Arm has had a long history of research in distributed systems. In my last blog I wrote about how we have focused that research on applying Arm technology to High Performance Computing (HPC), but in the past four years we’ve also been looking at various forms of edge, fog, and in-network computing bridging sensors to supercomputers. Unlike supercomputing, distributed computing applications can be built across many different architectures, micro-architectures, and systems as can be seen in Figure 1.
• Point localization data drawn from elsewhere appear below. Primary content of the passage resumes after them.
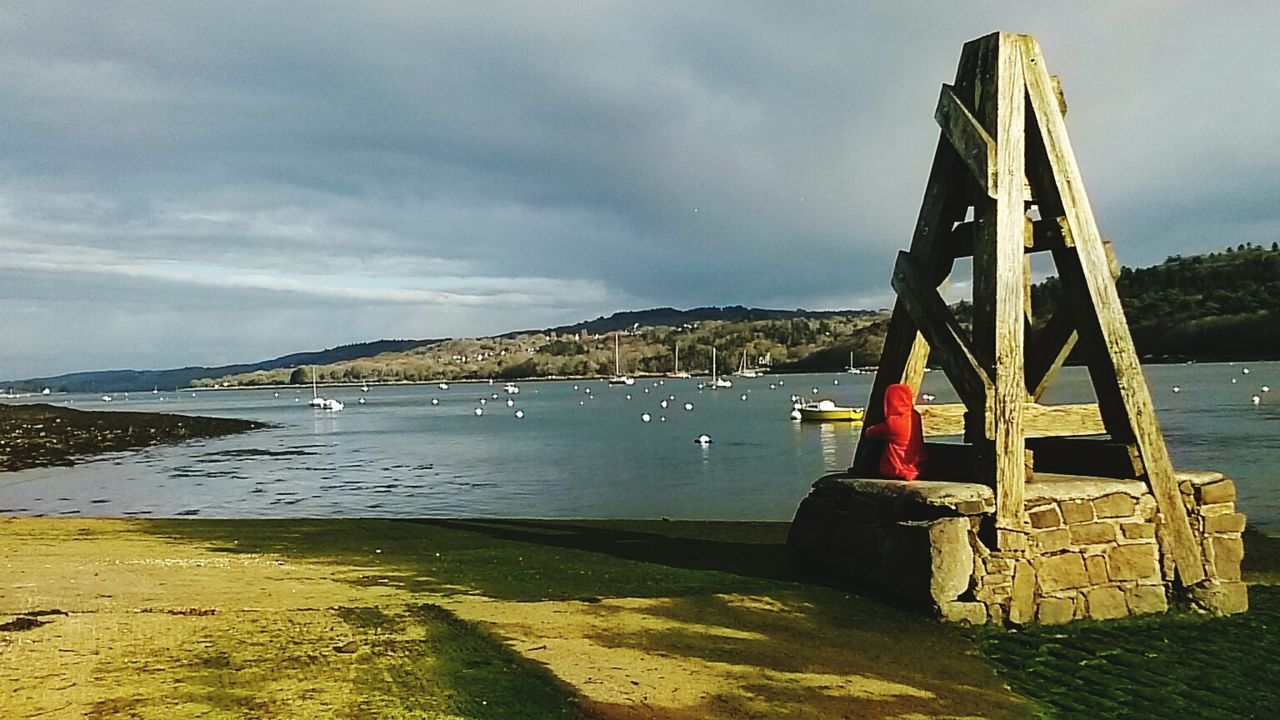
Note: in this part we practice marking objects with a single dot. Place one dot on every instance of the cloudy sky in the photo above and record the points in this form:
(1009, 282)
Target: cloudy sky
(216, 182)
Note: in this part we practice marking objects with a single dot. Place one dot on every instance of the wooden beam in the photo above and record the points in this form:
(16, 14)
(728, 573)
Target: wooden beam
(1116, 360)
(949, 461)
(1046, 235)
(1038, 420)
(1097, 458)
(944, 333)
(905, 352)
(999, 290)
(970, 141)
(1048, 350)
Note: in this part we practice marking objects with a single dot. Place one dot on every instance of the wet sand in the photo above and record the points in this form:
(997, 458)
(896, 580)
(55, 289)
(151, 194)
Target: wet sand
(40, 436)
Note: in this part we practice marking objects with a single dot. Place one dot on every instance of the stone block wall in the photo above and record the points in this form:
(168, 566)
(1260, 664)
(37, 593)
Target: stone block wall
(1092, 554)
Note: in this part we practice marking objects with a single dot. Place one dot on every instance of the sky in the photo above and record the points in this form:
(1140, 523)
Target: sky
(201, 183)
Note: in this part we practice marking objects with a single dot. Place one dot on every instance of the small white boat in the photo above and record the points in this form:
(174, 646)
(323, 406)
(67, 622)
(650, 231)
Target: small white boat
(618, 378)
(717, 383)
(316, 401)
(827, 411)
(677, 372)
(744, 372)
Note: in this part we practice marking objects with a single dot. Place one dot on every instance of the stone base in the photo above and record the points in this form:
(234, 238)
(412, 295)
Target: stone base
(1092, 547)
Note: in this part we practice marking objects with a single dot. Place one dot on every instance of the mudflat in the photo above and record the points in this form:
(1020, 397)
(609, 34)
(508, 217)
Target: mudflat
(41, 434)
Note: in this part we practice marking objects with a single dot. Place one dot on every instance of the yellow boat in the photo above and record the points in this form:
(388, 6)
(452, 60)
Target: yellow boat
(827, 411)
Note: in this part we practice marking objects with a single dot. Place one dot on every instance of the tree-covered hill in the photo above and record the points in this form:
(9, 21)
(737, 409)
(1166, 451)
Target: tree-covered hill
(128, 381)
(1215, 306)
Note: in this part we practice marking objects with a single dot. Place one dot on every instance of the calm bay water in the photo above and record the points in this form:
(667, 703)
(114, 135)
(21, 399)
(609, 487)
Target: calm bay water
(581, 449)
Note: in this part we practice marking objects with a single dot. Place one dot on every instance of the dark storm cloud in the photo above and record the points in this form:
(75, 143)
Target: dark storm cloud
(464, 168)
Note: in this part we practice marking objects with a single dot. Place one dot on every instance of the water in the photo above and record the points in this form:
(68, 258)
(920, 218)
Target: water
(577, 454)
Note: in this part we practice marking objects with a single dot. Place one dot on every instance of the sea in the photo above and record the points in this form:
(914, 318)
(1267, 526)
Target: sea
(577, 449)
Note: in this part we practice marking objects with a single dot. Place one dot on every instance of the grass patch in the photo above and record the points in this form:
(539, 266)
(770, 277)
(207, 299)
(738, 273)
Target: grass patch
(1175, 665)
(425, 662)
(522, 560)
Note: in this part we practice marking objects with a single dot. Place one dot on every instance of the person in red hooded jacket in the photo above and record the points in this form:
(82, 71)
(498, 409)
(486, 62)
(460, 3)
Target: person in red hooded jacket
(901, 432)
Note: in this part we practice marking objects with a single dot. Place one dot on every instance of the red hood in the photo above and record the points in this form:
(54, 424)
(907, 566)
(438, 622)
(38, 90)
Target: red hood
(899, 400)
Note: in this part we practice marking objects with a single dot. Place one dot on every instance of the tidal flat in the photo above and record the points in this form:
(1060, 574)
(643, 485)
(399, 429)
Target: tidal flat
(40, 434)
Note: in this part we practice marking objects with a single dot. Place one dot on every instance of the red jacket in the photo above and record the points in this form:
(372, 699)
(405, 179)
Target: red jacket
(901, 432)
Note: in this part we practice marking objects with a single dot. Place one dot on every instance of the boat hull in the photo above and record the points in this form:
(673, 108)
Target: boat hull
(832, 415)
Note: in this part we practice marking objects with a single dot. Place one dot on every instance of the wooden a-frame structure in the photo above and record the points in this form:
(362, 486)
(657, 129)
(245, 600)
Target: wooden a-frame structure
(1004, 185)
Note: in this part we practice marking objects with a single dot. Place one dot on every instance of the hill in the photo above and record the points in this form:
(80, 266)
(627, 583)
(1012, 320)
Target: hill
(670, 317)
(781, 340)
(129, 381)
(1214, 306)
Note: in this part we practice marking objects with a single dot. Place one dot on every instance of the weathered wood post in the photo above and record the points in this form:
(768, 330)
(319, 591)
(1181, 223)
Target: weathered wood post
(1004, 185)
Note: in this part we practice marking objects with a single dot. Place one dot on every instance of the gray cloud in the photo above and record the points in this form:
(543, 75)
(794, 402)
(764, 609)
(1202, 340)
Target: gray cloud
(247, 180)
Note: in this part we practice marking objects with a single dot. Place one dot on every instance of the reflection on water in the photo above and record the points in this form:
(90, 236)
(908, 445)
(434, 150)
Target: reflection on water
(576, 454)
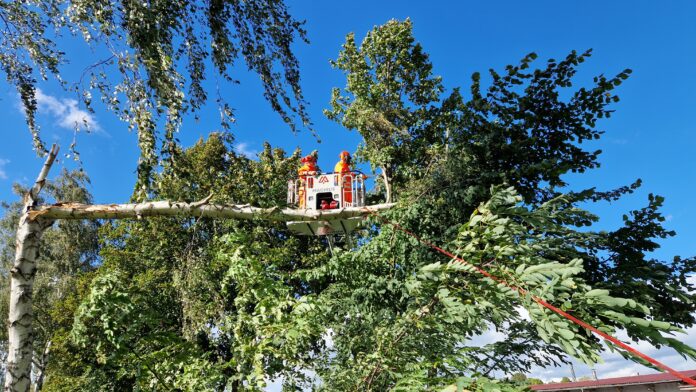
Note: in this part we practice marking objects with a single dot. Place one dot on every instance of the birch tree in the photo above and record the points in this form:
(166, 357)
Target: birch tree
(68, 249)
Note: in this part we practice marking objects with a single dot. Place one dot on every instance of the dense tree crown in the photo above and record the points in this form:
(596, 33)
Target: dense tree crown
(202, 304)
(154, 58)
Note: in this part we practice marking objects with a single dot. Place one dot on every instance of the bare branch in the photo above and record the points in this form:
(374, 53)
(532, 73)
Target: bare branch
(169, 208)
(41, 179)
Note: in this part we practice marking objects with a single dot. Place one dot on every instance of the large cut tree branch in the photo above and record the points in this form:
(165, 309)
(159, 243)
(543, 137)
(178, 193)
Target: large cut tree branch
(35, 219)
(195, 209)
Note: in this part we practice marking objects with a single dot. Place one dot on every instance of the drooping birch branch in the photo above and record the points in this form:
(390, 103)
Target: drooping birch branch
(35, 219)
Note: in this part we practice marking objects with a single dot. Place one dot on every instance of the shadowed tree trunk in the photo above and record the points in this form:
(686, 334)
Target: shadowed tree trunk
(35, 219)
(20, 333)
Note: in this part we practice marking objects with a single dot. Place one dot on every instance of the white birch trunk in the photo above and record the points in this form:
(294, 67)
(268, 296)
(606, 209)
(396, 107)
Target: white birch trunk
(20, 333)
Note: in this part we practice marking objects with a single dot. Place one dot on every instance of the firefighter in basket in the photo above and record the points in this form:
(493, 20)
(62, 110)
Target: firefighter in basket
(345, 170)
(306, 172)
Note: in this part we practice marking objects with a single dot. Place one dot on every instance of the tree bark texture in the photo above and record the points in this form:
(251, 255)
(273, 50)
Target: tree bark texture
(35, 219)
(20, 332)
(195, 209)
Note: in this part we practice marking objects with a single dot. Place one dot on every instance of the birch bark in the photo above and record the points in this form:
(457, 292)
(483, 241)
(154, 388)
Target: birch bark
(20, 332)
(35, 219)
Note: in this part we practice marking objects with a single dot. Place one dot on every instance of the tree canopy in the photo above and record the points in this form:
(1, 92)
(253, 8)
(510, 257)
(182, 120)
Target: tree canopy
(192, 303)
(153, 60)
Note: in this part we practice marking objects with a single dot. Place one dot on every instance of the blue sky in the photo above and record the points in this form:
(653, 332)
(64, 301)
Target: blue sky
(651, 136)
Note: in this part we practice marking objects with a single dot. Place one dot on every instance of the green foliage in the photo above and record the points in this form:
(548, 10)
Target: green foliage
(155, 58)
(389, 98)
(197, 304)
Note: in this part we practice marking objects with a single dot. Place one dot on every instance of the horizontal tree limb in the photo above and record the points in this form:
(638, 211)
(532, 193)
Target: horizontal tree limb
(195, 209)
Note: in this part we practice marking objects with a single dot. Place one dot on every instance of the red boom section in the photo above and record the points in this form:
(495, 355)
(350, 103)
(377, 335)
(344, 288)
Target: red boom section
(543, 303)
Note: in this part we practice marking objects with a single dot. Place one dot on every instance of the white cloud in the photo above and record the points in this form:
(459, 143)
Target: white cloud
(3, 173)
(66, 112)
(244, 149)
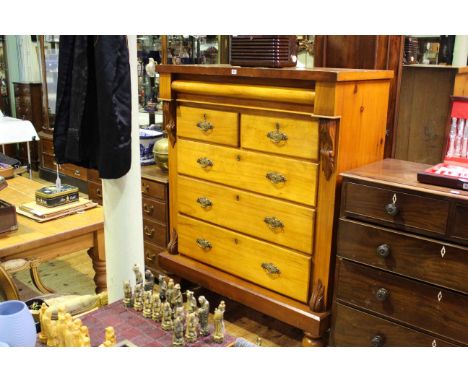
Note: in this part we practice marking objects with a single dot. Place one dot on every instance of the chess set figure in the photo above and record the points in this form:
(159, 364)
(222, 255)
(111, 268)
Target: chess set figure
(66, 331)
(163, 302)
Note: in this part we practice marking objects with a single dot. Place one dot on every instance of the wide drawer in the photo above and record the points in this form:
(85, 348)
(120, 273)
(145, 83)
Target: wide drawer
(208, 125)
(423, 306)
(266, 218)
(271, 175)
(286, 136)
(355, 328)
(153, 189)
(273, 267)
(408, 255)
(459, 224)
(155, 232)
(154, 209)
(394, 208)
(95, 192)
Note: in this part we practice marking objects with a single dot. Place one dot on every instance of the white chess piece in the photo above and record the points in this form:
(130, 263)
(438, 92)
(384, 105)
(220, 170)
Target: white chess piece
(151, 67)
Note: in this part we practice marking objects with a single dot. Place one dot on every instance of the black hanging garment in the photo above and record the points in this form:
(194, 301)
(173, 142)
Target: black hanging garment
(93, 112)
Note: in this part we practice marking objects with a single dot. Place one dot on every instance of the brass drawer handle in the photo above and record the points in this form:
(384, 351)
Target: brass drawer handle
(204, 202)
(383, 250)
(377, 341)
(382, 294)
(204, 125)
(204, 162)
(149, 231)
(150, 255)
(275, 177)
(273, 222)
(392, 208)
(204, 244)
(277, 136)
(148, 209)
(271, 268)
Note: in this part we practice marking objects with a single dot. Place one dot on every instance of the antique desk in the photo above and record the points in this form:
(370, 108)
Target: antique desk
(44, 241)
(254, 158)
(402, 260)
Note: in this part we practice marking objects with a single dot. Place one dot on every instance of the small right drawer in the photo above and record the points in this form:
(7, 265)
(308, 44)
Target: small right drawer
(285, 136)
(414, 256)
(397, 209)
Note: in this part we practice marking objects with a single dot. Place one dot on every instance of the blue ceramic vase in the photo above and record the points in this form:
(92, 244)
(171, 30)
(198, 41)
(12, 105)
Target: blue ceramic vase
(16, 324)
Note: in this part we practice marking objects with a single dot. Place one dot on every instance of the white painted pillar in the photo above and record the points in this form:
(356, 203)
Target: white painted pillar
(460, 51)
(123, 224)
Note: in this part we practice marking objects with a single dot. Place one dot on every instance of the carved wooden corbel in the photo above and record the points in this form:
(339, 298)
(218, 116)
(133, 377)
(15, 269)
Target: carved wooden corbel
(169, 121)
(316, 302)
(328, 132)
(173, 246)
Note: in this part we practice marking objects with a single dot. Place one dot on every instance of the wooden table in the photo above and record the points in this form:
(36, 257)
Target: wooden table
(44, 241)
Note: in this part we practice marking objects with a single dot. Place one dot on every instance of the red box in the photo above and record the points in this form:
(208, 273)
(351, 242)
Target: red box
(453, 172)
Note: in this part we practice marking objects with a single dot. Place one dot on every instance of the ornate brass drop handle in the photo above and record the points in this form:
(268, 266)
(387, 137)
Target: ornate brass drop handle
(274, 222)
(148, 210)
(204, 244)
(204, 202)
(275, 177)
(382, 294)
(383, 250)
(149, 231)
(204, 162)
(277, 136)
(392, 208)
(204, 125)
(271, 268)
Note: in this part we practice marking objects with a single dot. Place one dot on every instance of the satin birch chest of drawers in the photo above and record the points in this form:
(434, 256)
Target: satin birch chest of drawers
(254, 158)
(402, 260)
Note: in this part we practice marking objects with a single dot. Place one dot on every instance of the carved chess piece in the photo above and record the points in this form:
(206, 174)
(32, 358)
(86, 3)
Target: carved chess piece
(110, 335)
(191, 303)
(84, 336)
(218, 334)
(166, 323)
(170, 291)
(147, 304)
(177, 299)
(203, 313)
(222, 306)
(178, 334)
(138, 303)
(52, 330)
(156, 311)
(149, 280)
(138, 275)
(179, 313)
(68, 335)
(43, 333)
(162, 287)
(128, 294)
(191, 329)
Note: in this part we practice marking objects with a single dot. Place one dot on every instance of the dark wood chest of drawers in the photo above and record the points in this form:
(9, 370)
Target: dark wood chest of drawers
(402, 260)
(28, 101)
(155, 210)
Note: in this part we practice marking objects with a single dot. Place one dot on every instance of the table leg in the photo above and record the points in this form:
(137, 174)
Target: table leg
(98, 256)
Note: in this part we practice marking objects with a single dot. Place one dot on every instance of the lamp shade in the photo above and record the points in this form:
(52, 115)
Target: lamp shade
(17, 326)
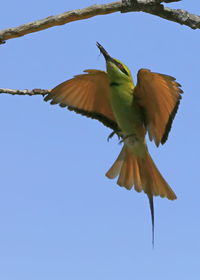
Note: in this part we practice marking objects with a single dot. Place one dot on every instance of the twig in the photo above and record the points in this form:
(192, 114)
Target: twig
(25, 91)
(148, 6)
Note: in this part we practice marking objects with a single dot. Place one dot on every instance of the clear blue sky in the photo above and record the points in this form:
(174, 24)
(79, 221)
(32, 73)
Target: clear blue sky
(60, 217)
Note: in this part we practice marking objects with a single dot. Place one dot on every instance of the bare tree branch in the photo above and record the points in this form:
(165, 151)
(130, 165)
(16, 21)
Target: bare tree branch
(148, 6)
(25, 91)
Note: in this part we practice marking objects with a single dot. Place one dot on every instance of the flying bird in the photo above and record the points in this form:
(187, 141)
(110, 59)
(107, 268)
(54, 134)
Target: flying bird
(131, 112)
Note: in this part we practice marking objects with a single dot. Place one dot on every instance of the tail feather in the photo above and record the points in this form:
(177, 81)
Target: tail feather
(140, 172)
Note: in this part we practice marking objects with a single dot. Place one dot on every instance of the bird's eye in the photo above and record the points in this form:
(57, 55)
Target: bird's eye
(121, 67)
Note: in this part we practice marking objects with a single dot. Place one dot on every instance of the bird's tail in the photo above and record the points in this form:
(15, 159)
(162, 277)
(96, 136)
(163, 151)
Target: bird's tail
(142, 173)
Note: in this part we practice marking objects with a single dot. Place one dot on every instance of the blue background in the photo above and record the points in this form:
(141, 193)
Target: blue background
(60, 217)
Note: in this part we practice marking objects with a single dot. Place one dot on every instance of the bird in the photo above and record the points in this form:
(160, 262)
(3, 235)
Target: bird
(131, 111)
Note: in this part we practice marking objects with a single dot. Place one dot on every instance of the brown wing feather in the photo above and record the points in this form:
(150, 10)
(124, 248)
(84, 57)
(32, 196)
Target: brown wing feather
(159, 97)
(86, 94)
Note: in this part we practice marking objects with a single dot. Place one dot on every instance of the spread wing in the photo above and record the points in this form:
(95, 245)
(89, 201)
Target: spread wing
(86, 94)
(159, 96)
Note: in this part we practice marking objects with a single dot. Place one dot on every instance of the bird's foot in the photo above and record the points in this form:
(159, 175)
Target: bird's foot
(126, 137)
(113, 133)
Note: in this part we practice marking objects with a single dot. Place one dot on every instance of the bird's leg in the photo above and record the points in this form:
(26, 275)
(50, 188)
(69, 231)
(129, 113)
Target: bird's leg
(113, 133)
(126, 137)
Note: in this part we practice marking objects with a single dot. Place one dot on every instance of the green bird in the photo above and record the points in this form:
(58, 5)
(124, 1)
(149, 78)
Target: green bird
(131, 112)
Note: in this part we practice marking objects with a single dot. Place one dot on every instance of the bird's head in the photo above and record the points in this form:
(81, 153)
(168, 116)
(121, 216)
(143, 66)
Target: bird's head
(115, 68)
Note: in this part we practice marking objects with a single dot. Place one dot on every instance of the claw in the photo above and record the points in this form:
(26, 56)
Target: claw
(127, 136)
(112, 134)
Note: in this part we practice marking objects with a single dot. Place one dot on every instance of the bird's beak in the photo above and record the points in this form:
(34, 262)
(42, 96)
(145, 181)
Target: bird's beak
(104, 52)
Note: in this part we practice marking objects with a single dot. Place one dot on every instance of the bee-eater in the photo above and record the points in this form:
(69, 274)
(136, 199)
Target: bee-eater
(130, 111)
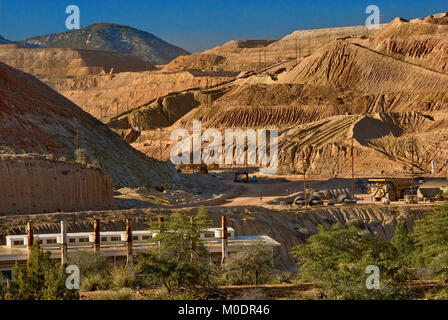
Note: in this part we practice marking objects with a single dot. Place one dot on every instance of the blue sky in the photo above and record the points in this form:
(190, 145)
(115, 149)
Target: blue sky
(201, 24)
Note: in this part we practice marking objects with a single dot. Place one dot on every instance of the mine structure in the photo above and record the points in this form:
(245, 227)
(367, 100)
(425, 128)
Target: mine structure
(119, 247)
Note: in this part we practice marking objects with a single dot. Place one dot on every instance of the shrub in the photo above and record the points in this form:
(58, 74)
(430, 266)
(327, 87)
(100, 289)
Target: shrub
(121, 277)
(94, 282)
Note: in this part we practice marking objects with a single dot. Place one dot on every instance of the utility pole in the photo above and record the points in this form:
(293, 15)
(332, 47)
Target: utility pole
(309, 47)
(412, 169)
(297, 57)
(160, 143)
(265, 65)
(353, 172)
(77, 139)
(304, 181)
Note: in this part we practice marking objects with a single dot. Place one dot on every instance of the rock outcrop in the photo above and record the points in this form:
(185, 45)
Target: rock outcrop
(112, 37)
(33, 184)
(36, 119)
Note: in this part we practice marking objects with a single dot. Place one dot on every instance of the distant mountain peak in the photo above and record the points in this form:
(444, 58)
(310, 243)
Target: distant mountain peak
(4, 41)
(114, 37)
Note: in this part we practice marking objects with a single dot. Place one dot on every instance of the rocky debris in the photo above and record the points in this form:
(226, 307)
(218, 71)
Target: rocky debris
(131, 136)
(50, 64)
(36, 119)
(341, 64)
(111, 37)
(34, 184)
(248, 55)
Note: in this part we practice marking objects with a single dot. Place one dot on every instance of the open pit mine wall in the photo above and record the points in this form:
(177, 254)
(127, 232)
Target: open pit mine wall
(37, 185)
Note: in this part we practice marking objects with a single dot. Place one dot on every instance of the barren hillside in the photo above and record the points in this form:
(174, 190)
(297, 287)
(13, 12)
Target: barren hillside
(36, 119)
(68, 63)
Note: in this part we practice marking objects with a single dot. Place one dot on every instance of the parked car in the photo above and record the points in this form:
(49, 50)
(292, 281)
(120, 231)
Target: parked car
(311, 200)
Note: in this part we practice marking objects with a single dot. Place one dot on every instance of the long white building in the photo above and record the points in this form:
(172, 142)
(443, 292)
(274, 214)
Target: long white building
(113, 245)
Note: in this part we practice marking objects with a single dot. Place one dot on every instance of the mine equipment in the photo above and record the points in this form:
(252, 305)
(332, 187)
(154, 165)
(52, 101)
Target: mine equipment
(245, 175)
(390, 188)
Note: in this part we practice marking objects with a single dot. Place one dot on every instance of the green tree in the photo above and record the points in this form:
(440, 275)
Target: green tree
(249, 265)
(336, 258)
(431, 242)
(179, 258)
(41, 279)
(3, 288)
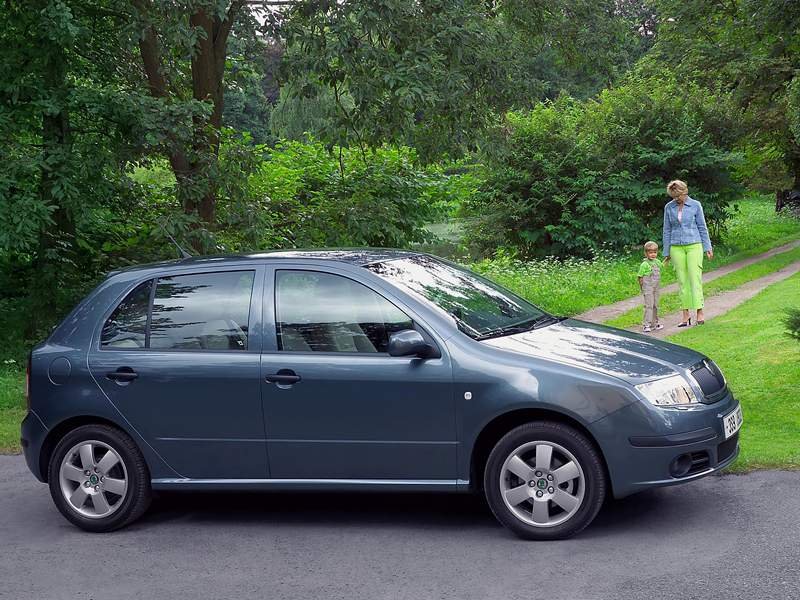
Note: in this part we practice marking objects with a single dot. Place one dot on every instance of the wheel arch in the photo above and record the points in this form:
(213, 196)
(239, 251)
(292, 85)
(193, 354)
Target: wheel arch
(502, 424)
(57, 433)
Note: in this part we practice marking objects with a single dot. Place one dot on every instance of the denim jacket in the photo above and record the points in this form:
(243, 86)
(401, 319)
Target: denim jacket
(691, 229)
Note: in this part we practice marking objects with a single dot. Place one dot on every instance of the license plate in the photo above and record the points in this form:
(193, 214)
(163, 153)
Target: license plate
(732, 422)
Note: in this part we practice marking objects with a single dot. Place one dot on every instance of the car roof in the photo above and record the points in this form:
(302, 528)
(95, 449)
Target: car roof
(352, 256)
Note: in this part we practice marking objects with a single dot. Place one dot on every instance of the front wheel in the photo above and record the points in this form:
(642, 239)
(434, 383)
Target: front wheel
(545, 481)
(98, 478)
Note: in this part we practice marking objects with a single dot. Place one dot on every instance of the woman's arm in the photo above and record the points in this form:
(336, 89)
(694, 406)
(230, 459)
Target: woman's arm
(666, 234)
(700, 221)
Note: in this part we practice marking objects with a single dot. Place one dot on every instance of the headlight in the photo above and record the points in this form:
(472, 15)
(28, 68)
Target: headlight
(670, 391)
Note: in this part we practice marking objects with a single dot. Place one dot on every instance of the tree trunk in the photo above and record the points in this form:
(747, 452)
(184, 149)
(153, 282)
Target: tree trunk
(208, 69)
(56, 243)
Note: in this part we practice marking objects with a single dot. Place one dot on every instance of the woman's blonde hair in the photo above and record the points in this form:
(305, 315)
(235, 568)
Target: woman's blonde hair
(676, 187)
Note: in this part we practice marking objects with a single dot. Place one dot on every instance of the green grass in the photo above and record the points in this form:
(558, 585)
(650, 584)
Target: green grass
(12, 407)
(671, 302)
(762, 365)
(572, 286)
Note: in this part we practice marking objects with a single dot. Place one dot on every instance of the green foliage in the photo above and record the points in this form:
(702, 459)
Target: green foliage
(750, 48)
(306, 196)
(762, 373)
(575, 177)
(573, 285)
(792, 322)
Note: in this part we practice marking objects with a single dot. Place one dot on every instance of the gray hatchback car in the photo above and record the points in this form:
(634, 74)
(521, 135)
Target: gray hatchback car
(359, 370)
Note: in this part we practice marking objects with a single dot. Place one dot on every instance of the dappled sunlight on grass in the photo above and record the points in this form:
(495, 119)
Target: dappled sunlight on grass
(762, 365)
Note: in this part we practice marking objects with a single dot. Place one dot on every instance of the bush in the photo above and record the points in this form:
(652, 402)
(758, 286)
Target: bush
(574, 177)
(302, 195)
(792, 322)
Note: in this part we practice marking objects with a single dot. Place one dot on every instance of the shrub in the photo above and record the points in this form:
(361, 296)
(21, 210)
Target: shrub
(792, 322)
(306, 196)
(573, 177)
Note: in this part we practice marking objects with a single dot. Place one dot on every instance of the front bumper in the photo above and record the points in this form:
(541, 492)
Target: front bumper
(642, 442)
(33, 433)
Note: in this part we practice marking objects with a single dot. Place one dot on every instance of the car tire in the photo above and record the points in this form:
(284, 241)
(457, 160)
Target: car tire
(98, 478)
(545, 481)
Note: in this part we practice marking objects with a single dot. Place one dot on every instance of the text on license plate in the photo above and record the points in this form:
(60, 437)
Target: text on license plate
(732, 422)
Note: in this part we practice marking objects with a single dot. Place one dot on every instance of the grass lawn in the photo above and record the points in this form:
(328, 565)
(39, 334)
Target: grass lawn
(671, 303)
(762, 366)
(572, 286)
(12, 407)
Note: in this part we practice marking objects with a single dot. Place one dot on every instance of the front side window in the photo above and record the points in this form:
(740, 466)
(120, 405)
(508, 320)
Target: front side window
(203, 311)
(321, 312)
(479, 307)
(127, 325)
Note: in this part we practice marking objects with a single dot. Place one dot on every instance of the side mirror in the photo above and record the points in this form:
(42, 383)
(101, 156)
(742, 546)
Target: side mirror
(410, 343)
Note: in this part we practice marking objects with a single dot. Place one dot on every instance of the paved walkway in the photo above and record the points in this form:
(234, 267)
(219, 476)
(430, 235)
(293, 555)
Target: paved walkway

Figure 1: Arm Edge to Cloud
As such, we wanted our continuous integration and deployment service to be able to simultaneously target all these heterogeneous environments. The principal service we were developing (depicted in Figure 2) was an edge computing cloud service built on top of Kubernetes, which orchestrates deployment of containers allowing developers targeting the edge to follow a similar pattern that they are already familiar with when developing and deploying to the cloud. We hosted the repository for both our applications and the underlying framework using GitLab, and so we wanted to utilise its continuous integration and deployment facilities to build and deploy Docker containers targeting multiple architectures.
Figure 2: Arm Research Edge Compute Project
This post details the underlying facilities we utilized to build multi-architecture images on top of GitLab’s provided services and clusters. We’ve attempted to craft the templates and base images in a way that others wanting to build containers targeting multiple architectures can use them directly. If you just want the instructions for doing this, jump to the end of the article – but I figured it would be worth explaining the building blocks of the solution for those that were interested.
Cross-compiling for multiple architectures has historically been problematic. While compiler families have long supported being built for cross-development, maintaining multiple versions of the compilers, libraries, and support binaries for different architectures tends to be cumbersome, time consuming, and error prone. Several years ago, shortly after I joined Arm, I discovered others had found a novel way to build cross-development and execution environments using the combination of Qemu’s user space emulation and Linux’s binfmt-misc functionality.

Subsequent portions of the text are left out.